第53話大賢者と迫りくる危機
「という訳なのだけどゼロ君、どうした物かしら」
「冗談じゃないですよ学園長!俺のハーレム計画はどうなるんですか!」
「今なら十分ハーレムじゃない…大陸統一の方は諦めたら?」
「いや、今更辞めても我々は潰されるだろうけどね」
口論に割って入って来たのは内政家のシオンだった。
「現に一番厄介なアルカディア帝国がバビロニアに宣戦布告してきたよ」
「え、賢者達対俺の戦いじゃないのか!?」
「後ろに彼らがいる事は確かだけど、バビロニアという国自体を滅ぼしたいみたいだね」
「ごめんなさいゼロ君、私の力が及ばないばっかりに…」
「学園長のせいじゃないですよ。俺の行動が目立ち過ぎたんです」
「それを命じたのは私よ。だから私にも責任がある」
「シルヴィア会長…」
「恋人であるゼロ君に死なれたら悲しむ娘が大勢いるだろうしね。例えばそこのドアの向こうの3人とか」
シルヴィア会長が無言で魔術を放つと勝手にドアが開いた。
そこにはメアと令とアリスの3人がいた。
「旦那様が死んじゃうなんて嫌よ!なんとかならないの!?」
「婿殿は私が守ってやる!…が今回は規模がでかすぎるな」
「どんな人が来てもジャック君は私が守るよ。

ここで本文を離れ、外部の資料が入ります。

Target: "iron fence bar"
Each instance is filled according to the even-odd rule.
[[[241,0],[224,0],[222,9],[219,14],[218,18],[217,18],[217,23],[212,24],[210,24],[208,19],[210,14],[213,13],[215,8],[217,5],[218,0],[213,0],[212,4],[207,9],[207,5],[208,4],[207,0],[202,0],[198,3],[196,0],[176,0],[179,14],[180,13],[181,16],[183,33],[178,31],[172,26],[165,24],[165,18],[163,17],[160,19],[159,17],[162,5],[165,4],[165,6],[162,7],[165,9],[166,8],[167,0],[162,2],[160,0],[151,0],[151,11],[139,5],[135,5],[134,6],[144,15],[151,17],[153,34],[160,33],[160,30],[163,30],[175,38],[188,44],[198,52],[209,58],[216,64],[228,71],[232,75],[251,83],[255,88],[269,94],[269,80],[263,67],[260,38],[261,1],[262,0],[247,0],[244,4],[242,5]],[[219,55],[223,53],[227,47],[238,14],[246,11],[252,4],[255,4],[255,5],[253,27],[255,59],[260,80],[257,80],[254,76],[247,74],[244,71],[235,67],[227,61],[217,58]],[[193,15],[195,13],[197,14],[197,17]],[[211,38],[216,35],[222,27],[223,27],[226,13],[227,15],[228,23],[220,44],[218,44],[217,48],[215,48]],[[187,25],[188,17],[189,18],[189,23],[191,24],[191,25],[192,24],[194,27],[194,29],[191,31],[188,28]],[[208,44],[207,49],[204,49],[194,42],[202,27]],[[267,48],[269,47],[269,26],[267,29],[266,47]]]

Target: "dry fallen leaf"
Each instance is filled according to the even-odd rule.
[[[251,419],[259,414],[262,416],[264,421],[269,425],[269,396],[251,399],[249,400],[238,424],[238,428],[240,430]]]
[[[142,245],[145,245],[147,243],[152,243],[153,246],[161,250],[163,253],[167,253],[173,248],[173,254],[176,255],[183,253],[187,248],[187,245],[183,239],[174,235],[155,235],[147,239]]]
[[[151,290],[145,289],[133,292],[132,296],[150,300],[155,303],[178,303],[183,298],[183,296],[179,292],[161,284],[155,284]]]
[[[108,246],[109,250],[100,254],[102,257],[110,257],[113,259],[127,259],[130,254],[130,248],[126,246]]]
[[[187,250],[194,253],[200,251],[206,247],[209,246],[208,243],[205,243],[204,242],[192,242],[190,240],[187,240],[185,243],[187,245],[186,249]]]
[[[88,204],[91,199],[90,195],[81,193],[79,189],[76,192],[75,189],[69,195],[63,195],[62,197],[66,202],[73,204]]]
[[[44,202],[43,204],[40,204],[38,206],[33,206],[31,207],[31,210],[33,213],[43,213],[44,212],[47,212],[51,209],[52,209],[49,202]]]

その為なら誰だって!」
みんな…そこまで俺の事を…
しかしこの台詞も好感度ボードで操作した感情の結果発せられた物だ。
そう考えるとなんか虚しくなってきた。
しかし俺は止まる訳にはいかない。
この先にハーレム王の道が続く限り俺は進むぞ。
「シオン、どうすればいい」
「私の専門は内政だから外交や戦争はよく分からない。ただ新魔王という最強のMPタンクを手に入れた以上君の負けるヴィジョンが見えない」
「なるほど!じゃあマーリンにさっそく…」
「ただ彼女を使ったら大陸中の君への信頼は地に落ちるだろうね」
「くそっ!どうにもならないのか!?」
「いえ、ただ一つだけ切り抜ける方法があるわ」
そう提案したのはシルヴィア会長だった。
「この大陸にはある掟があってね。国の代表者達同士を戦わせ大陸一の戦士や魔術師を決める大会があるのよ。優勝賞品は何でも願い事を叶えてくれるらしいわ」
「じゃあこの危機的状況も?」
「ええ、なんとかしてくれるはず」
シルヴィア会長が真剣な眼差しで発言を続ける。
「その大会は死者を出したら失格で、場外勝利しか認められていないの。まあ他にも回復アイテムや回復魔術の使用禁止とかルールがあるけどね」
「死者はでないのか…それは嬉しい大会だな」
「問題はこの大会の開催を大司祭様が許してくれるかどうかだけど…」
「戦争で大量に死者が出るよりマシだろ。許してくれるさ」
俺の目論見通り大陸を宗教的に統一している大司祭様は掟の大会を許可してくれた。
俺達の生き残りを賭けた戦いが今始まる。